More importantly, the company was saddled with about $220 million in long-term debt last year and has struggled under similar burdens in recent years.

The Las Vegas casino produced about $24 million in cash flow last year on revenue of $139.2 million, yielding a cash flow margin of about 17.2 percent.

It's a respectable return but lower than bigger competitors. And given the company's interest payments of $26.8 million on debt last year, it hasn't been enough to turn a profit.

Cash flow -- defined as earnings before interest, taxes, depreciation and amortization -- is a key indicator of casino performance.

Riviera Holdings is among the most highly leveraged of the major casino companies, a function of the relative risk in owning only two casino properties that aren't as profitable as their flashier counterparts, analysts say. In addition to the Riviera in Las Vegas, the company owns a second Riviera casino in Black Hawk, Colo., and has a stake in the company that owns the Four Queens casino hotel in downtown Las Vegas.

The company's debt load is at least six times what both Riviera properties produce in cash flow each year, analysts say. Better-capitalized companies on the Strip have debt levels that are about three to four times cash flows, they say.

Like many other casino companies, Riviera completed junk bond refinancing last June to take advantage of low interest rates. The company offered $215 million in bonds priced at around 11 percent to refinance offerings priced from 10 percent to 13 percent.

Bond rating agency Standard & Poor's placed a B+ rating on the debt offering and reiterated a "negative" outlook on the company. The rating is considered in the mid-level range for junk bonds, notes considered below "investment grade" because of their relative risk to investors.

"Ratings could be lowered if the company's overall financial profile does not strengthen, as expected, from current levels to provide a cushion to fund possible investment opportunities," S&P credit analyst Michael Scerbo had said.

Boccardi's offer could be a boon for stockholders, some analysts say.

His $8.50 per share bid compares to the company's pre-bid price of $3.95 per share. Riveria stock charged up $1.56 Thursday after news of the offer.

The bonds present a major sticking point, however, they say.

Should Riviera change ownership, bondholders would have the right to sell their bonds for 1 percent above their face value. The company's bonds now trade below their issue price, at around 85 cents to the dollar.

Boccardi aims to finance the purchase with backing from a Groupe Partouche, a publicly traded casino operator based in Paris and one of France's three largest gaming empires. He intends to capitalize the company with more cash, which he hopes would raise the company's bond ratings and convince bondholders to waive the change of control provision.

"If the Riviera doesn't listen to the offer, they're probably not doing their shareholders any good," said one analyst who requested anonymity. "If they get the deal done it would be a huge coup for investors."

Others say the offer may be too risky.

"I don't see why anyone would buy at these (debt) levels," said one analyst who requested anonymity.

"In a weak economy I want to be able to pick off an old property on the cheap," the analyst said. "I don't think this is cheap.
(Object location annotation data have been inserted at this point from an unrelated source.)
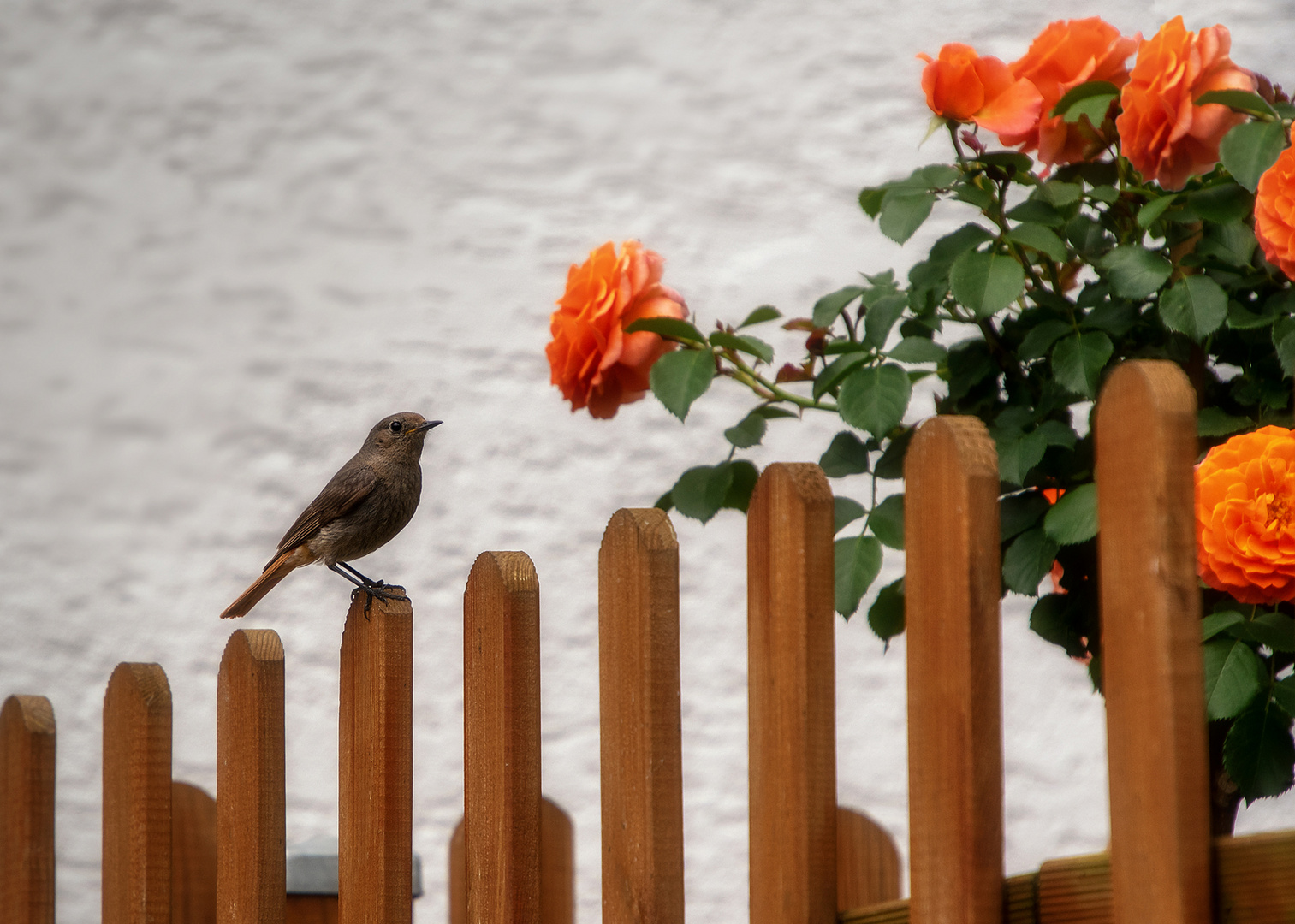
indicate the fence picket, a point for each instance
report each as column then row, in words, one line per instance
column 193, row 856
column 954, row 701
column 27, row 810
column 138, row 797
column 1151, row 661
column 376, row 764
column 252, row 843
column 792, row 690
column 502, row 739
column 639, row 706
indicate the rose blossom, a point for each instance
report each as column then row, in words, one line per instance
column 1246, row 517
column 1163, row 133
column 962, row 86
column 593, row 361
column 1274, row 212
column 1068, row 52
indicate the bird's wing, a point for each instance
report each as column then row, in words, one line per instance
column 340, row 497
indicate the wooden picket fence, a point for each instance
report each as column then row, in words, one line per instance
column 171, row 853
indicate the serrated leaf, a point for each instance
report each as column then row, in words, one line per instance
column 1136, row 272
column 1079, row 358
column 886, row 615
column 1257, row 752
column 1074, row 517
column 667, row 326
column 827, row 308
column 1194, row 305
column 986, row 282
column 1029, row 560
column 845, row 512
column 1233, row 676
column 903, row 212
column 1219, row 422
column 760, row 315
column 846, row 456
column 918, row 350
column 680, row 378
column 747, row 432
column 1042, row 239
column 888, row 522
column 875, row 399
column 858, row 560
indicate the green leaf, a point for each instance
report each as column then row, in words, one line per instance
column 1148, row 214
column 1196, row 305
column 903, row 212
column 1078, row 361
column 827, row 308
column 680, row 378
column 747, row 345
column 1074, row 517
column 1233, row 676
column 858, row 560
column 846, row 456
column 845, row 512
column 699, row 492
column 888, row 522
column 747, row 432
column 668, row 326
column 1040, row 338
column 986, row 282
column 881, row 317
column 1239, row 100
column 1219, row 422
column 1257, row 752
column 1029, row 560
column 1084, row 91
column 1017, row 512
column 1042, row 239
column 760, row 315
column 1136, row 272
column 918, row 350
column 875, row 399
column 886, row 615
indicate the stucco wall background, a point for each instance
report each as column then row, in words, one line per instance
column 235, row 234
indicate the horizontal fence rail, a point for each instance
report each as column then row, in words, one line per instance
column 172, row 853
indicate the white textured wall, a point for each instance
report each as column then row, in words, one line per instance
column 234, row 234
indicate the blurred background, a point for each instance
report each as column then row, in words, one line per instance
column 235, row 234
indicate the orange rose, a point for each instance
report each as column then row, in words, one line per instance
column 962, row 86
column 1163, row 133
column 593, row 361
column 1246, row 517
column 1274, row 212
column 1063, row 56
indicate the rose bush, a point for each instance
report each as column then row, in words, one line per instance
column 1131, row 234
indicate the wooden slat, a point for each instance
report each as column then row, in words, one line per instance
column 502, row 739
column 792, row 689
column 252, row 878
column 27, row 810
column 193, row 856
column 557, row 868
column 866, row 862
column 639, row 708
column 138, row 797
column 376, row 764
column 954, row 701
column 1151, row 663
This could be the right time at the wrong price."

Las Vegas casino developer Mark Advent, who also bid on the Desert Inn against Wynn, said he passed on the Riviera five years ago.

"The best approach with the Riviera would be to tear it down and start over," he said. "As new properties come on line, the older properties suffer the hardest."

Boccardi said he lacks MGM MIRAGE's resources and Wynn's track record to go that route. But he is willing to prove that the Las Vegas resort can make more money than it does today.

"Management is already doing a terrific job," he said. "But they're not doing a job, in my humble opinion, with a vision. They're not really focusing on their potential in Las Vegas."